Amman (AFP) - Jordan's King Abdullah II on Sunday said fighting extremism was an "international responsibility", two days after gun and bomb attacks killed at least 129 people in Paris.
"Terrorist groups... threaten many countries in the region and beyond, which makes confronting extremism a shared regional and international responsibility," he said as he opened a new session of parliament.
"However, this collective responsibility, in its essence, is our fight as Muslims against those who aim to turn our societies and future generations towards fanaticism and extremism," he said.
The Islamic State jihadist group claimed Friday night's attacks in the French capital.
Jordan -- like France -- is a member of the US-led coalition battling IS, which controls swathes of land in its neighbours Iraq and Syria.
"Jordan will continue to fight attempts to tarnish our true righteous religion because the fight against these forces of evil, darkness and terror is our fight, especially since we are the primary target of the enemies of Islam," Abdullah said.

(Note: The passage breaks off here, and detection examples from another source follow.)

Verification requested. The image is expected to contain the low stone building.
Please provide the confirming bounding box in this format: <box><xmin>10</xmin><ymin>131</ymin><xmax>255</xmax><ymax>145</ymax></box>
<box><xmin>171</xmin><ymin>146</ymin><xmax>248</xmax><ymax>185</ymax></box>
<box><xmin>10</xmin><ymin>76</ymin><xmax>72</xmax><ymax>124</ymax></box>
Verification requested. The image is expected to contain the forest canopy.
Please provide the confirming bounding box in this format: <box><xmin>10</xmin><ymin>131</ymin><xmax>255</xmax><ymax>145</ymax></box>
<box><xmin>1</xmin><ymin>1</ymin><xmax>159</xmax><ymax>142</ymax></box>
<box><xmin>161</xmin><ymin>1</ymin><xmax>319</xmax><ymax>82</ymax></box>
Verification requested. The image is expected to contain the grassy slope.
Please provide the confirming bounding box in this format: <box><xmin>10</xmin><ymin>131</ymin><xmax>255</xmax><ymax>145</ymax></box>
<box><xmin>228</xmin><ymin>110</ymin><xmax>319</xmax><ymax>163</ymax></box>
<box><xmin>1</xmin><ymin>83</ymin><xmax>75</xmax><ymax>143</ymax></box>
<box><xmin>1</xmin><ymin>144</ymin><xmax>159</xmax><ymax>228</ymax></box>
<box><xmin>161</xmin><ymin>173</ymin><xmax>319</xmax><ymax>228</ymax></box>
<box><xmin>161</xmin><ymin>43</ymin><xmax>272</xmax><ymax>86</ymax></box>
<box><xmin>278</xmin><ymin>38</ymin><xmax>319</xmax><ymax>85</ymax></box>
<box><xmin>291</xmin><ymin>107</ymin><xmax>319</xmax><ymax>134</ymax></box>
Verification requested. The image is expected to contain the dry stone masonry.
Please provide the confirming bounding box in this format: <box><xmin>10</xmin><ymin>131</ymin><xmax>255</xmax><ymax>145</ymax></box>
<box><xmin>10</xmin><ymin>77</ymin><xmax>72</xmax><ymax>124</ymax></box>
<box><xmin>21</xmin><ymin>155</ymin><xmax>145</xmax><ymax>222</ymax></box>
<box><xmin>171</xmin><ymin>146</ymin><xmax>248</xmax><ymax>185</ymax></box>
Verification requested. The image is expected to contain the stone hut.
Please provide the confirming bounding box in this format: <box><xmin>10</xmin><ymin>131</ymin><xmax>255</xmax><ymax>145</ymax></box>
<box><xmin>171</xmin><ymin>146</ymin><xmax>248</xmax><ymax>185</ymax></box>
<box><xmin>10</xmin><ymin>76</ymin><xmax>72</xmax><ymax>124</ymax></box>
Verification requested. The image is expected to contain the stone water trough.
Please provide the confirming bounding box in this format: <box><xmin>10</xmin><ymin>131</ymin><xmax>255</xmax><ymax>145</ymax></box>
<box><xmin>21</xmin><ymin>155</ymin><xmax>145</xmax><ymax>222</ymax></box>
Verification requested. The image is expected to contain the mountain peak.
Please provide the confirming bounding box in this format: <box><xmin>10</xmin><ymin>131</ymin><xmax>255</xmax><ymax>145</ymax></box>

He also called for "a comprehensive political solution" to the Syrian conflict "based on the participation of every component of the Syrian society".
Global diplomats meeting in Vienna on Saturday agreed on a timeline for Syria that would see a transition government in six months and elections within 18 months.
A final statement after the meeting said the goal was to bring Syrian government and opposition representatives together by January 1.
Jordan says it has taken in 1.4 million Syrians fleeing the war since it broke out in 2011, but the UNHCR puts the figure at 600,000.
At least 250,000 people have died in more than four years of conflict in Syria.